Friday, April 20, 2007

Modifiability: or is there design in Agility

Patterns of Enterprise Application ArchitectureMartin Fowler lead a panel discussion at QCON2007 that included Dan North, Fred George, David Farley, Eric Doernenburg, and Ian Cartright. The main themes of the discussion were:

1. Do the simplest thing that can possibly work. Simple does not mean easy, quick or stupid. Simple means it is simple to use. Do the simple thing well before moving into the clever step.

2. Push decisions to last responsible moment. Always ask do I really need to make this decision now or can I put it off for later. Is a decision reversible? If it is then it is not a big deal. But if it is not, postpone it until the latest possible. Early up front design can lead to surprising results. Let the design come on its own with each iteration.

Refactoring: Improving the Design of Existing Code3. Domain Driven Design is natural home for OO. OO is about creating a software simulation of the problem we are trying to solve. The domain model should not know about the presentation layer or the data persistence layer. The domain model will change. Try to get a simulation as clean as possible without technical dependencies. Programmers use the same language as the business person. If the domain model is complex, design the simplest representation possible to get the job done and add to it as more requirements come along. Every time circumstances change and invalidate your model, fix the model. You should be able to articulate the architecture and be able to say this does not fit anymore.

4. Use encapsulation. Ensure classes keep secrets, use dependency injection.

5. Using Test Driven Development drives better design by making it more modular. You benefit from the solution as well as the testing. Having an automated unit tests and acceptance test enables change even in the database schema.

6. Mitigate risks by starting out on parallel path to test out different alternatives.

7. Have basic design beliefs like refactoring, design patterns, design principles, MVC, isolating db from model, focusing on model. Following these believes might not be the quickest way but it is the cleanest.

This presentation is available on InfoQ at

Tuesday, April 10, 2007

Java EE Class Loading Architectures

At JavaOne Conference, Ernie Svehla gave a talk about JEE class loading. Ernie explains that classes can be loaded implicitly as a result of a reference, instantiation or inheritance or explicitly by for example a call to Class.forName(). A class is defined by its name and its associated class loaded. There are 2 key class loading concepts.

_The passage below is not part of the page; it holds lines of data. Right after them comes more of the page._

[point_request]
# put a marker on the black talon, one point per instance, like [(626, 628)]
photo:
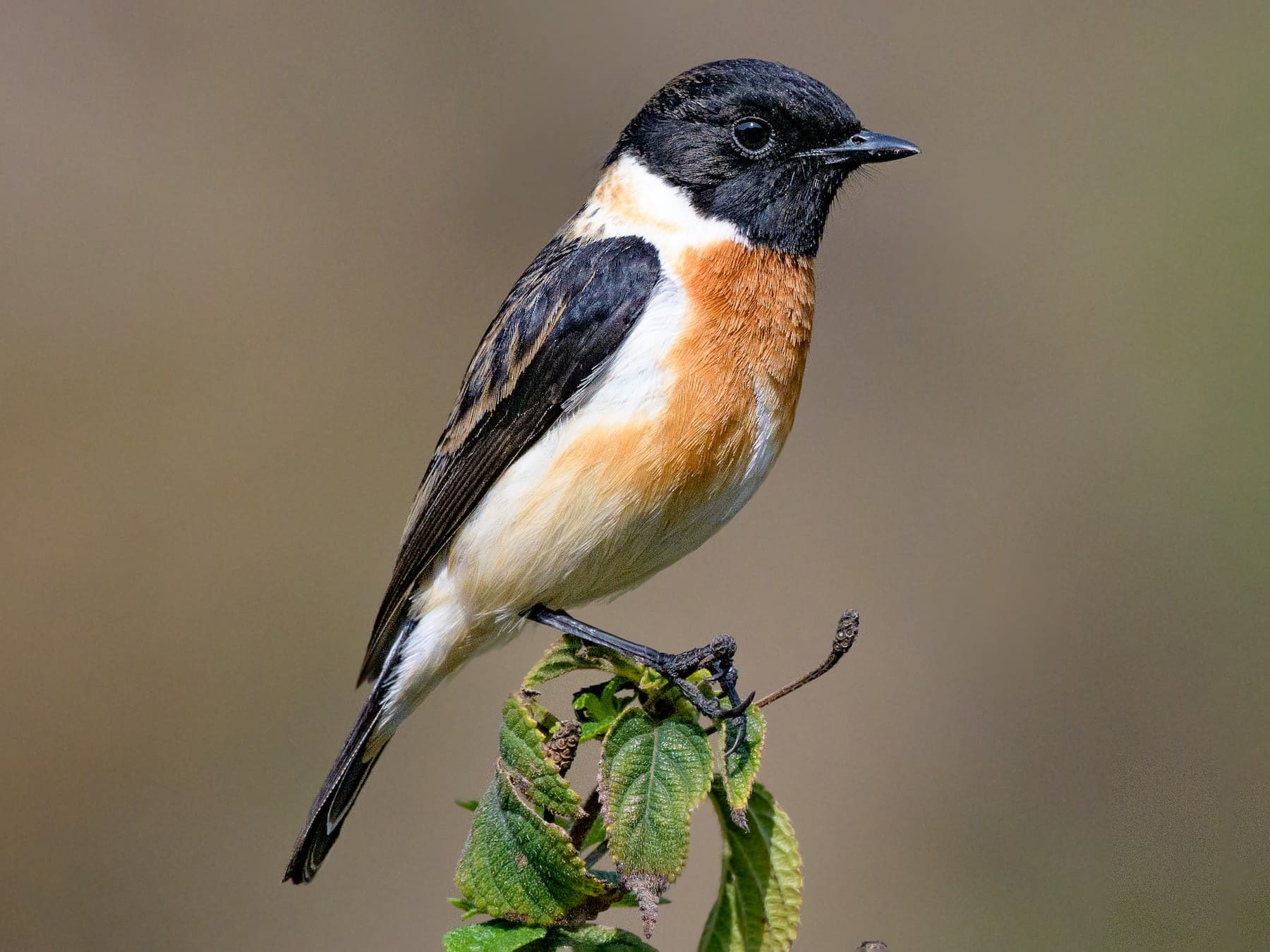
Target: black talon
[(717, 658)]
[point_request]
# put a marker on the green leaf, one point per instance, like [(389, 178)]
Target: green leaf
[(571, 654), (760, 890), (596, 939), (493, 937), (652, 774), (741, 767), (519, 866), (601, 709), (520, 745)]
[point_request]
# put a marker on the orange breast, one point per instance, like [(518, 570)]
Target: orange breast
[(741, 357), (737, 370)]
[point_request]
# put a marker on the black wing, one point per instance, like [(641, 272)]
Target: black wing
[(563, 319)]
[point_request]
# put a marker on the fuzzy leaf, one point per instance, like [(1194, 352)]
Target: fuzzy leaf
[(760, 890), (741, 767), (653, 774), (520, 745), (596, 939), (601, 709), (569, 654), (497, 936), (514, 865)]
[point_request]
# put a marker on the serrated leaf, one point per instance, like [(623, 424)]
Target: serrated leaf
[(514, 865), (761, 885), (493, 937), (569, 654), (653, 774), (741, 767), (520, 745), (596, 939)]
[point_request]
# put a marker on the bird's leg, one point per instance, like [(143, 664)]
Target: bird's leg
[(717, 658)]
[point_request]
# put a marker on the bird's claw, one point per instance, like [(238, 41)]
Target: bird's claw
[(717, 658)]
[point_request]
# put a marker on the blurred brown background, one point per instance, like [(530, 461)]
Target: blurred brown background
[(246, 253)]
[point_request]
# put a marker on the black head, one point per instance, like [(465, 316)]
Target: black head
[(756, 144)]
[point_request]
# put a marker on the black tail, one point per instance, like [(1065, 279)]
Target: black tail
[(343, 783)]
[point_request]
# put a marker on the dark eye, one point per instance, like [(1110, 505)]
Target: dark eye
[(752, 135)]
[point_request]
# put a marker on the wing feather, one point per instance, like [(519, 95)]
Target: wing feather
[(564, 317)]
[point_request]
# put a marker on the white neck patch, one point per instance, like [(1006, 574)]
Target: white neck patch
[(629, 200)]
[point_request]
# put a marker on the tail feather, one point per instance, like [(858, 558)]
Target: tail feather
[(338, 793)]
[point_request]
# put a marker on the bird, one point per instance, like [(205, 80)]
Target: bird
[(629, 398)]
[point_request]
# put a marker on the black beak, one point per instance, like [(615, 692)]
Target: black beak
[(863, 147)]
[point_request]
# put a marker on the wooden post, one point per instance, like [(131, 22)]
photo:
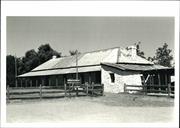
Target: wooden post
[(86, 89), (26, 82), (65, 89), (159, 81), (124, 88), (49, 80), (102, 89), (8, 96), (76, 91), (169, 90), (31, 83), (166, 83), (40, 91), (89, 78), (56, 80), (92, 89), (21, 82), (36, 83)]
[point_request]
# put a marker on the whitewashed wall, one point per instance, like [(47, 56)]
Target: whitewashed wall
[(121, 78)]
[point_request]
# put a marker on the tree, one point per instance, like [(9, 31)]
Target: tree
[(163, 56), (74, 52), (45, 52), (139, 52), (10, 70)]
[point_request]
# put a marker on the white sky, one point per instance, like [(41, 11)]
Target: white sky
[(88, 33)]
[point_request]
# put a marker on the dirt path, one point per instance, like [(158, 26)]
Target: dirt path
[(109, 109)]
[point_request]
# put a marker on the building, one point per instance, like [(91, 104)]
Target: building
[(112, 67)]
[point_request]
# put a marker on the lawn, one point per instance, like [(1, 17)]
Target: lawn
[(111, 108)]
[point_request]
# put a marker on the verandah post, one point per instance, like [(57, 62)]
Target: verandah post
[(65, 89), (102, 89), (8, 93), (124, 88), (169, 90), (40, 91)]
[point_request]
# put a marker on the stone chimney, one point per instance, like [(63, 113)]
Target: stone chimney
[(132, 51), (54, 57)]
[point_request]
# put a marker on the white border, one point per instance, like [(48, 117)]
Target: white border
[(87, 8)]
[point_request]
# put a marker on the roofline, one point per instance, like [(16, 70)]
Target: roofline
[(135, 63), (64, 68), (105, 49)]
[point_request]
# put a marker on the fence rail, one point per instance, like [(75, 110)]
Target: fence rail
[(55, 91), (167, 89)]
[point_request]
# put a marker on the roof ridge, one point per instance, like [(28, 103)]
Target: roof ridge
[(105, 49)]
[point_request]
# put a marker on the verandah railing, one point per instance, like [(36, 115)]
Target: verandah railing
[(145, 89)]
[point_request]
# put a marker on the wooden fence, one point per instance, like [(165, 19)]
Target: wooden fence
[(145, 89), (54, 91)]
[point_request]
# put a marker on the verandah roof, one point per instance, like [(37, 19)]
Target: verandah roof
[(61, 71), (135, 67)]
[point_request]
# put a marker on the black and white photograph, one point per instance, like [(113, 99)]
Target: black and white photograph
[(90, 69)]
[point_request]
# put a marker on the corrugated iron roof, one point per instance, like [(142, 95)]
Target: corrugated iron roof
[(125, 57), (86, 62), (61, 71), (135, 67), (84, 59)]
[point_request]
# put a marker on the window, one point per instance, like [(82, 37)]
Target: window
[(112, 77)]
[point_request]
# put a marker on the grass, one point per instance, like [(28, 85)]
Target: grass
[(111, 108)]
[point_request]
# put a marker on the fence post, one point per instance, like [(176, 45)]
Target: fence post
[(8, 93), (145, 89), (65, 89), (76, 91), (169, 90), (92, 89), (87, 89), (124, 88), (102, 89), (40, 91)]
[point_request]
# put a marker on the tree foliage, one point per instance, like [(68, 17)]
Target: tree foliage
[(139, 52), (10, 70), (163, 56), (74, 52), (45, 52)]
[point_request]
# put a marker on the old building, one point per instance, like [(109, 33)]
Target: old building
[(112, 67)]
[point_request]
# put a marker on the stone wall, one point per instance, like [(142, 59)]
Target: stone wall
[(121, 78)]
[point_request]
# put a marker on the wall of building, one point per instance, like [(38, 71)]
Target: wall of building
[(121, 78)]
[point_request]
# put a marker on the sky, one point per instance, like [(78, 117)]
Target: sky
[(88, 33)]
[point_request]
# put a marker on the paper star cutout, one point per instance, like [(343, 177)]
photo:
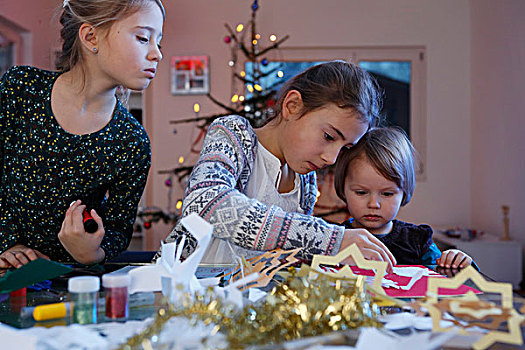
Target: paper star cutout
[(346, 272), (513, 336), (278, 259)]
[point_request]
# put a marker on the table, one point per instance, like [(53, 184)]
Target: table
[(502, 260), (9, 315)]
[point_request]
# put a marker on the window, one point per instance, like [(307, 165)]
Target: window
[(399, 71)]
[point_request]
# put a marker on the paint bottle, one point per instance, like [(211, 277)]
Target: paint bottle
[(116, 290), (83, 292)]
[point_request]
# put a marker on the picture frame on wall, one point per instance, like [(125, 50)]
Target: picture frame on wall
[(189, 75)]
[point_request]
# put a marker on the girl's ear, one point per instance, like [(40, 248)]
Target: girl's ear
[(88, 36), (292, 105)]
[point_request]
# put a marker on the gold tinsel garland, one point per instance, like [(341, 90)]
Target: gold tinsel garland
[(297, 308)]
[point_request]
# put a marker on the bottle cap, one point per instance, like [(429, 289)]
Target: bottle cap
[(116, 280), (83, 284)]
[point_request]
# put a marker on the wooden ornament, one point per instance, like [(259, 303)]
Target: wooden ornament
[(266, 265), (472, 308), (379, 267)]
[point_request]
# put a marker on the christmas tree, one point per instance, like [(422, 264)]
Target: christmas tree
[(254, 84)]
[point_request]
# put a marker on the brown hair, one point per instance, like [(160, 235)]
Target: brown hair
[(341, 83), (99, 13), (389, 151)]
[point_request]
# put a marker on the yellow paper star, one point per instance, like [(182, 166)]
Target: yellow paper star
[(379, 267), (513, 336)]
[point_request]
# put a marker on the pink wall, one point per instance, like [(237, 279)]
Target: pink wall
[(37, 17), (498, 123), (457, 190), (197, 27)]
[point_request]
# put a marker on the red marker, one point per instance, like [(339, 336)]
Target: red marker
[(90, 225)]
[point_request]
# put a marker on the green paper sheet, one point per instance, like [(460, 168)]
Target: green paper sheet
[(33, 272)]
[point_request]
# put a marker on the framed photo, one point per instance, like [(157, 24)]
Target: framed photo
[(189, 75)]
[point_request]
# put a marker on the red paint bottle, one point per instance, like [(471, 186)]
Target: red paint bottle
[(90, 225), (116, 290)]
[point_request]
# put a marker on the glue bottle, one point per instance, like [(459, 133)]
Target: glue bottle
[(116, 290), (83, 292)]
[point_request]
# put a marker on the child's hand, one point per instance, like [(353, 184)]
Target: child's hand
[(19, 255), (84, 247), (454, 258)]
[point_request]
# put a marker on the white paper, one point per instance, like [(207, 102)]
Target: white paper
[(13, 338), (169, 271), (372, 339)]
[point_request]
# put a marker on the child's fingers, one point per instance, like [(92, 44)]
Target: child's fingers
[(77, 222), (466, 262), (11, 258)]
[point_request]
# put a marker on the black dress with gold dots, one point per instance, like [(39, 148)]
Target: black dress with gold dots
[(44, 168)]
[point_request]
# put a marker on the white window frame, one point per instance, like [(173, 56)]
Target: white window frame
[(415, 54)]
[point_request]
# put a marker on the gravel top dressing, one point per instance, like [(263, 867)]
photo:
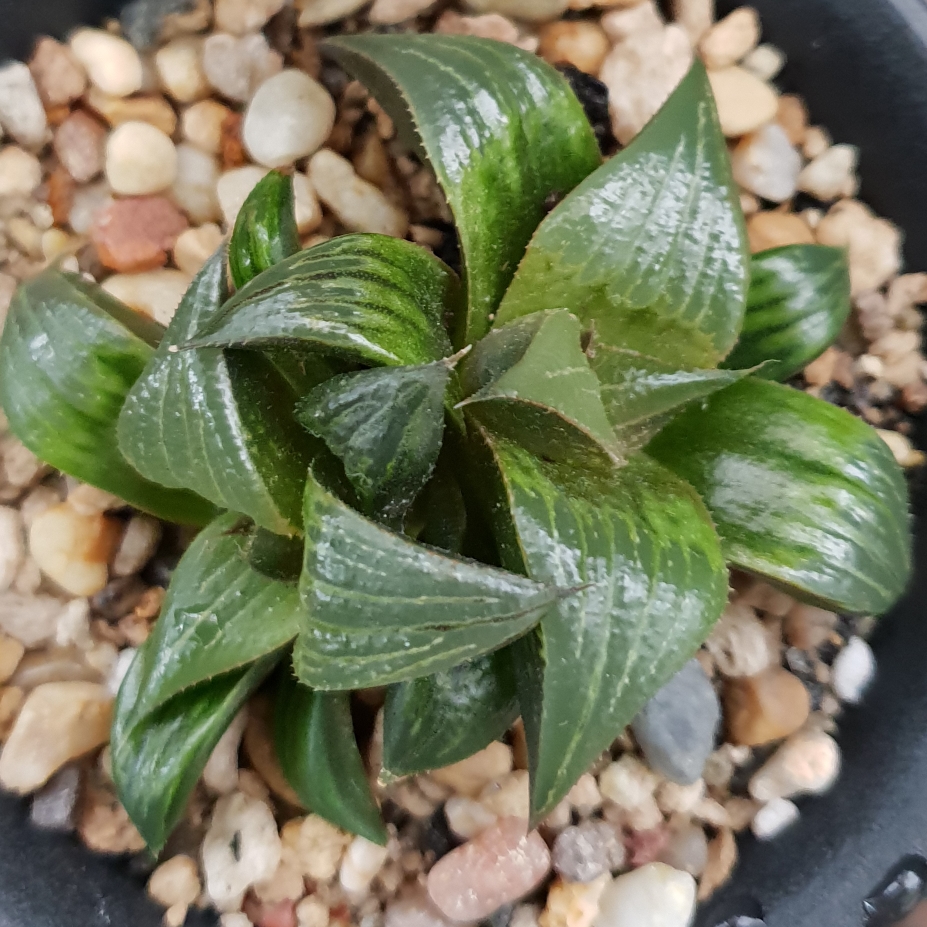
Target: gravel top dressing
[(126, 155)]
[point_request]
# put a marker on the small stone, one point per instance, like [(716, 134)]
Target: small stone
[(765, 163), (731, 38), (288, 118), (137, 234), (581, 43), (21, 111), (155, 293), (243, 16), (831, 175), (807, 763), (766, 707), (73, 550), (241, 847), (773, 818), (745, 103), (499, 866), (653, 896), (59, 722), (571, 904), (359, 205), (676, 728), (180, 70), (587, 851), (58, 75), (195, 246), (236, 67), (392, 12), (176, 881), (20, 172), (54, 806), (874, 244), (853, 671), (112, 64)]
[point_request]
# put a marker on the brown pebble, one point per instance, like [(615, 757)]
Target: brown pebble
[(766, 707), (138, 233)]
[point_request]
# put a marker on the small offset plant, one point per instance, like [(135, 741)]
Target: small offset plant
[(511, 494)]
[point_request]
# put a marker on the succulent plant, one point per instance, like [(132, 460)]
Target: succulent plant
[(511, 494)]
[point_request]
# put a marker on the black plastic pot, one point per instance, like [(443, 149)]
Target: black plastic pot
[(862, 67)]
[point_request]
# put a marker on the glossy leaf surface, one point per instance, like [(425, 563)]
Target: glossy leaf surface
[(219, 615), (158, 759), (802, 493), (314, 739), (798, 300), (382, 609), (386, 426), (548, 399), (502, 130), (265, 231), (218, 423), (69, 354), (651, 249), (366, 297), (640, 546), (441, 719)]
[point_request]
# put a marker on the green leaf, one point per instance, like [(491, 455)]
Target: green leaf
[(640, 546), (366, 297), (548, 397), (314, 737), (158, 759), (502, 130), (802, 493), (265, 231), (218, 423), (651, 249), (382, 609), (386, 425), (69, 354), (798, 300), (219, 615), (641, 394), (438, 720)]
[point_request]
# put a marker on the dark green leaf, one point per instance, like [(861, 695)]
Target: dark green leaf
[(641, 547), (265, 231), (641, 394), (219, 615), (442, 719), (802, 493), (68, 356), (382, 609), (651, 248), (218, 423), (798, 300), (366, 297), (548, 399), (386, 426), (502, 130), (158, 759), (314, 737)]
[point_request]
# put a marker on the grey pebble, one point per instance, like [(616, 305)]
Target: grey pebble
[(676, 728)]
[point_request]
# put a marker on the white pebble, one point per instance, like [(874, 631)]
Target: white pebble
[(288, 118), (773, 818), (112, 64), (359, 205), (853, 670), (656, 895), (140, 159), (241, 847), (21, 111), (765, 163)]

1. Isolation: ensures that classes used by one application cannot be seen by another

2. Delegation: defer a request to load the class to a parent before attempting to load the class myself.

Core class loaders include the bootstrap which load the java.lang.* files from rt.jar, the extension which loads jar files contained in jre/lib/ext, and system or application which loads classes on the class path and shared jars. This creates a hierarchy of class loaders. A user class calls its class loader which delegates to its parent (system). If system cannot find the class, it delegates to its parents and so on (system->extension->bootstrap). If class is still not found, the user class loader then tries to load the class or throws an exception.

Different JEE app servers have different hierarchies and algorithms for loading classes. EJBs, WARS, WEB-INF, manifest, etc. Depending on where classes are, an app might need to be restarted or it can simply be a hot deploy.

Ernie then recommends some packaging guidelines. He recommends leveraging EARs. They should be self contained, include all dependent jars but minimize dependency on core environment like jdbc jars. He recommends packaging common jars needed by wars with ejb jars and to allow wars to be self contained.

Next Ernie covers different application servers and explains how each implements class loading. After that, Ernie gives some examples of the most common errors due to class loading.

1. ClassNotFoundException: Reference to class is to high in the hierarchy or using incorrect string in ClassLoader.loadClass(className)

2. NoClassDefFound: Class existed at compile time, but is no longer available (.class file is deleted or not copied properly in build)

3. ClassCastException: Class loaded by 2 different class loaders (WAR and EJB) or attempting to cast an object to a non compatible type

4. ClassCirculatoryError: Circulatory dependency or a class and one of its dependents are both dependent on a third class and different class loaders are used to load that 3rd class.

5. Class path issues: improper url specification when using URLClassLoader. url ending with slash references a directory. If no slash, it is referring to a jar file with the name of directory.

6. Class visibility issues: A class cannot be seen due to the class loader hierarchy.

Then Ernie explains how to create a custom class loader by overriding the loadClass() method associated with java.lang.ClassLoader.

Ernie wraps up reminding us that we need to understand how java class loading works; we need to understand how specific JEE servers works and we need to pay attention to how classes are packaged.